There is not a lot to tell about quantum-proof strong one-bit randomness extractors. Everything we said in the seeded extractors section also applies here. The only difference is that the output, instead of an \(m\)-bit string, is a single bit. Mathematically,

\[\text{Ext}_1:\{0,1\}^n\times\{0,1\}^t\rightarrow\{0,1\}\,.\]

It takes a weak random source \(X\), a bit string of length \(n\), and a uniform seed \(Y\), a bit string of length \(t\), and outputs a single bit.

We will explain the current one-bit extractors included in randextract.

Notation

We denote the length of the seed required by the one-bit extractor with \(t\) instead of \(d\) to distinguish from the seed length used by the Trevisan’s construction. We will always have that \(t<d\).

XOR one-bit extractor#

The XOR one-bit extractor is defined as the function

\begin{align} \text{Ext}_1: \{0,1\}^n\times [n]^l&\rightarrow \{0,1\}\\ (x, y) &\mapsto \bigoplus_{i=0}^{l-1} x_{y_i}\,. \end{align}

In order to write down the function more compactly, the seed \(y\) here is formed by \(l\) integers from \([n]\) instead of an \(l\)-bit string.

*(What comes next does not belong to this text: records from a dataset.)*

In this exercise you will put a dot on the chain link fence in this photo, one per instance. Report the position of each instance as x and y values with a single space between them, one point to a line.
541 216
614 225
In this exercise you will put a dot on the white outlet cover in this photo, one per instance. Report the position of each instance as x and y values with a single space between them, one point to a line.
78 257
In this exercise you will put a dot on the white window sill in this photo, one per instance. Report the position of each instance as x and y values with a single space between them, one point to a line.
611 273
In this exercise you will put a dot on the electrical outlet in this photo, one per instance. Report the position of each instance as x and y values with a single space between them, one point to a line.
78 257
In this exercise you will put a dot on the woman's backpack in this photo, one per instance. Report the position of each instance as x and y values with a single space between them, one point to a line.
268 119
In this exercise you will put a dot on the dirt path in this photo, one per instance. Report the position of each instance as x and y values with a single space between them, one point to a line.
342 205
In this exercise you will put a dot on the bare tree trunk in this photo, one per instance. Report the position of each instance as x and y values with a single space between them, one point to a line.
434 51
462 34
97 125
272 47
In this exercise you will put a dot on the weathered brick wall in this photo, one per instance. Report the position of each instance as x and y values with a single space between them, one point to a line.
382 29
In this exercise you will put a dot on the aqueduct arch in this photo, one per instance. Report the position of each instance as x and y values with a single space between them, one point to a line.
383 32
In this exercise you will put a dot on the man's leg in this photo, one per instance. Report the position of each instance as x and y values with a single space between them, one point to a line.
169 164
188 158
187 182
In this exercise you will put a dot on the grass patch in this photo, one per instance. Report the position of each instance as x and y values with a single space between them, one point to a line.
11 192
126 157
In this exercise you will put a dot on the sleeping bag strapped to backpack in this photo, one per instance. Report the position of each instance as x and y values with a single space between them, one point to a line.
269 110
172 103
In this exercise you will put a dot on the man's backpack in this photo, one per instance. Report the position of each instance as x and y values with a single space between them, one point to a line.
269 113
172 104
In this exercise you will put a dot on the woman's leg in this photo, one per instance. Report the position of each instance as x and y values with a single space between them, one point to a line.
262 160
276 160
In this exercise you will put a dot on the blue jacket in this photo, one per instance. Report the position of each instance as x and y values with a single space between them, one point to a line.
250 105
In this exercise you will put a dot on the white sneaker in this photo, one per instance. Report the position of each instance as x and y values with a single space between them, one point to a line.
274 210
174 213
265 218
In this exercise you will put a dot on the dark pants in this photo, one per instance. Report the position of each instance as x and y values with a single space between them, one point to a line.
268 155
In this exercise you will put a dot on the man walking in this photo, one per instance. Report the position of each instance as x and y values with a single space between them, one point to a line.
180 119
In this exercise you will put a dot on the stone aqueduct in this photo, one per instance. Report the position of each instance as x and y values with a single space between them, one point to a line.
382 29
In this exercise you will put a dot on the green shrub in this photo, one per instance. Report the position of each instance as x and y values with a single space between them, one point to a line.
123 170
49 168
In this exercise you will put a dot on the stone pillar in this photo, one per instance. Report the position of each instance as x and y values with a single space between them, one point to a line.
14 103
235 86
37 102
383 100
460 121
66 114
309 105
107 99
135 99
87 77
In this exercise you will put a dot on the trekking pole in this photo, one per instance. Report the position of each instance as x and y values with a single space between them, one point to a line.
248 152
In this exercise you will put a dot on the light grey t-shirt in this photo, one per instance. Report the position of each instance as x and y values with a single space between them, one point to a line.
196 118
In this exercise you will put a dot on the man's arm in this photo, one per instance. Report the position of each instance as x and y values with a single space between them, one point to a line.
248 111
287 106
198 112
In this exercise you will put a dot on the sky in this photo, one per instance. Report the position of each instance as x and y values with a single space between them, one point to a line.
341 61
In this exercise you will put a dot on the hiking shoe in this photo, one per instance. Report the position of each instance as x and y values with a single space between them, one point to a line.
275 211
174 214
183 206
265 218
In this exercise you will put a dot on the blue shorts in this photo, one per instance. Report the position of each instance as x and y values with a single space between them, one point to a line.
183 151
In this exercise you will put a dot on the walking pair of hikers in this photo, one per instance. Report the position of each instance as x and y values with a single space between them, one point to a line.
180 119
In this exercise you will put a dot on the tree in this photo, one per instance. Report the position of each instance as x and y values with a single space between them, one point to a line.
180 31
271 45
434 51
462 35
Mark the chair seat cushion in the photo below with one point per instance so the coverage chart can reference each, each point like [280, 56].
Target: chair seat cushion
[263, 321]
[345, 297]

In words, this extractor takes the whole input \(x\), selects only \(l\) bits from it using the seed \(y\), and computes the parity2Parity of a bit string refers to whether it contains an odd or even number of 1-bits. The bit string has “odd parity” (1), if it contains odd number of 1-bits and has “even parity” (0) if it contains even number of 1-bits. of those selected bits.

Polynomial hashing one-bit extractor#

What we denote here as polynomial hashing is actually a concatenation of two hash functions. The seed used by the one-bit extractor, \(y\in\{0,1\}^{2t}\), is split into two, i.e., \(y=(\alpha|\beta)\), where both \(\alpha,\beta\in\{0,1\}^t\). The extractor is the following function

\[\text{Ext}_1(x,y) := \bigoplus_{i=0}^{t-1} \beta_i p_\alpha(x)_i\,.\]

In words, the output is the parity of the bitwise product between \(p_\alpha(x)\), the first hash function, and the second half of the seed \(\beta\). Note that the first hash function only uses the first half of the seed, \(\alpha\), but it takes the whole input \(x\).

The name of polynomial hashing comes precisely from this first hashing. In particular, to compute \(p_\alpha(x)\), first we split the \(n\)-bit input string \(x\) in \(l\) blocks of length \(t\), i.e.,

\[x = (x_0,x_1,\dots,x_{l-1})\,.\]

Padding with 0s

Note that because \(n\) might not be divisible by \(l\), the last block \(x_{l-1}\) may be of a size smaller than \(t\). This is avoided by padding the block with 0s to get the right size.

Then, each block \(x_i\) is interpreted as an element of a finite field \(\text{GF}(2^t)\), and the hash function reduces to a polynomial evaluation

\[p_\alpha(x) := \sum_{i=0}^{l-1}x_i\alpha^{l-i-1}\,.\]

Polynomials to bit strings

Note that there is not a unique way of converting an element of an extended finite field to a bit string. In particular, we are free to choose the irreducible polynomial \(\text{P}\) used for all the arithmetic operations with elements of the field. In our library, unless manually specified, and in the next example we use the irreducible polynomials with the minimum possible number of non-zero terms. Once the irreducible polynomial is fixed, we use the notation \(\text{GF}(2^q)/\big<P\big>\), and this fixes a mapping from a polynomial representation to an integer representation, which we can use to obtain a corresponding bit string.